German financier Jens Mahnke is hatching plans to launch a second green maritime debt fund — despite what he regards as the challenges of making green shipping investments.

His shipping advisory firm Elbe Financial Solutions is seeking to deploy the millions of dollars that it has already helped to raise.

Working as investment manager for French private equity firm Eurazeo, the company has raised more than €200m ($211m).

That tally of the Eurazeo Sustainable Maritime Infrastructure (ESMI) fund is likely to climb to around €250m in the coming weeks.

The fund will then be closed and finances deployed in the second half of the year.

The aim at that stage will be to set about building a second fund.

Mahnke said raising money for the first fund has not been easy, but argues that deploying funds is difficult too.

Stringent green debt requirements do not make investment targets an obvious or easy choice.

ESMI is an Article 9 fund under European Union law. That limits it to sustainable investment or a reduction in carbon emissions as its objective.

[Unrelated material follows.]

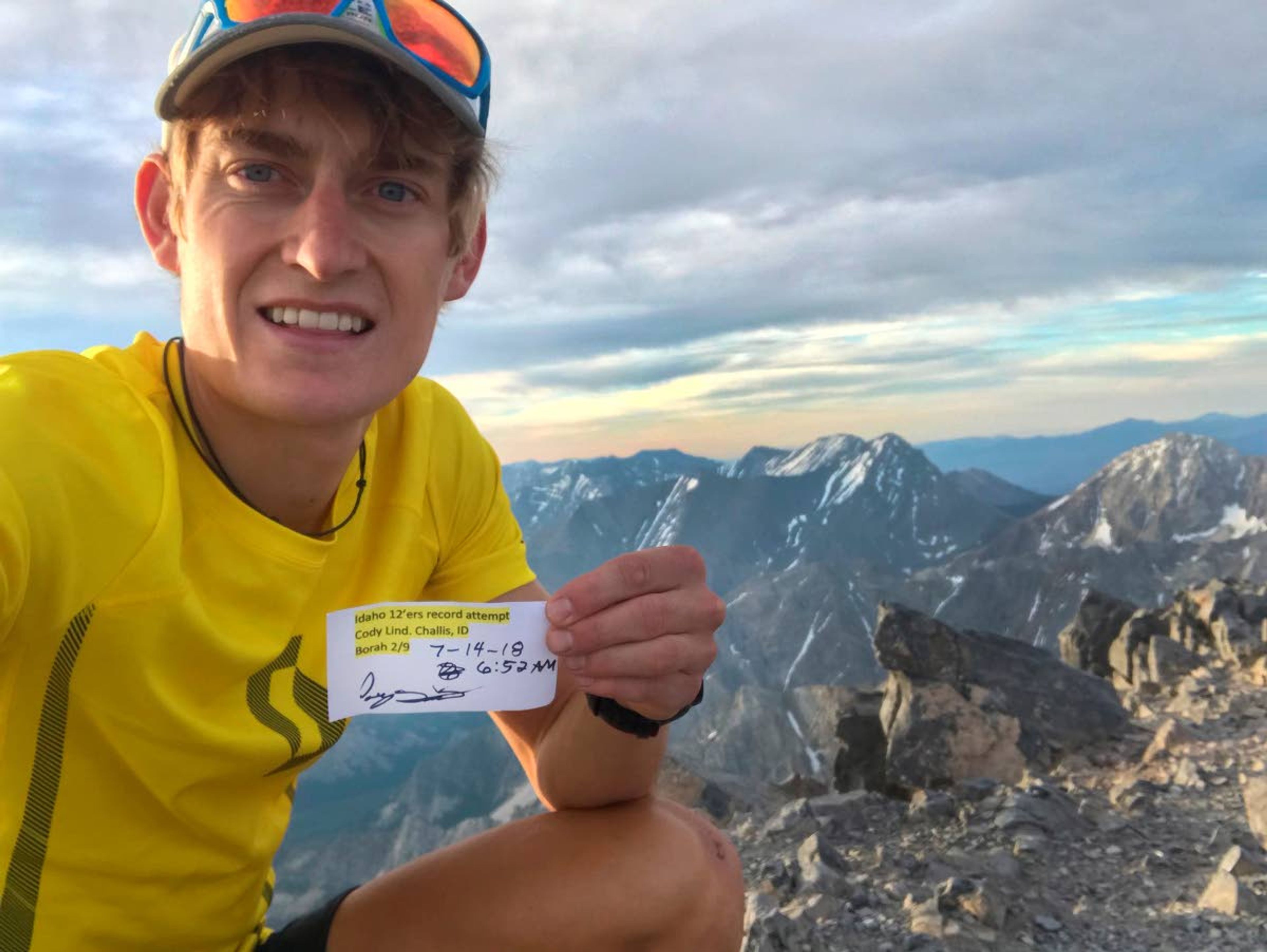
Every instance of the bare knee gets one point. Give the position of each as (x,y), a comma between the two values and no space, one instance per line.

“To find projects which fall into our investment scope isn’t easy. You need to tick a lot of boxes,” Mahnke said on the sidelines of Marine Money Hamburg.

Green project

The fund has strict definitions of what qualifies as a green project, which has limited most lending to offshore wind projects.

The first deal for the fund in April last year provided lending for an offshore wind farm jack-up vessel for Germany’s Harren & Partner.

Given the nature of wind projects, practically any vessel serving a wind farm gets the green light for financing.

A second project in the wind sector is close to being finalised.

The €175m financing of the 2010-built offshore jack-up vessel Thor for Harren & Partner was the first deal for EFS. Photo: Harren & Partner

“It’s a market we believe in, so feel safe to make the investment and there will be a very secure investment,” Mahnke said.

The fund is also looking at lending in the field of coastal shipping and mini-bulkers.

It is able to finance vessels with alternative fuels that lower CO2 emissions.

There are, however restrictions on lending to conventional vessels: these need to show they emit 20% less CO2 than older vessels.

That can be achieved by lowering fuel consumption with efficient main engines, sails or modern antifouling systems.

The fund is also able to finance sustainable maritime infrastructure projects, although it has not yet done so.

These might include storage for alternative fuels or shore-based electrical systems.

Ticket size

Another hurdle limiting where it is able to invest is ticket size.

The maximum investment volume is $22.5m, which in effect rules out alternative fuels projects in container shipping, where the cost is four times higher.

If the strict criteria are met, the fund provides shipowners an alternative to banks.

As a leasing fund, the big advantage over banks is that the fund in effect owns the vessel as security, according to Mahnke.

That enables it to offer higher leverage than a traditional bank, of up to 90%.

It is also far less exposed to international regulation, which restricts banks’ deployment of capital.

“That differentiates us from banks in that we can be more flexible in what we finance.”

The fund has a very small investment board compared with banks.

“Projects can go from the table to payout of financing in a matter of weeks,” says Mahnke.

“It’s a much higher flexibility in terms of structuring a project in terms of decision-making.”

The fund has seen “very, very few real green projects” relating to methanol or ammonia, probably because such fuels are rare and expensive.

“I’m not sure the alternate fuels are the future — we hardly see any on the table,” he added.

“What we’ve mostly seen are a combination of diesel electric engines combined with modern antifouling solutions, to reduce the CO2 consumption and emissions.”

Mahnke co-founded the Luxembourg and Hamburg-based EFS four years ago.

It started to look at green finance because attempts to raise funding for traditional shipping were unsuccessful. “So we said: ‘What can you to do be successful? Let’s get a green angle’.”

The fund is backed by the European Investment Fund, which launched a cornerstone investment of €70m.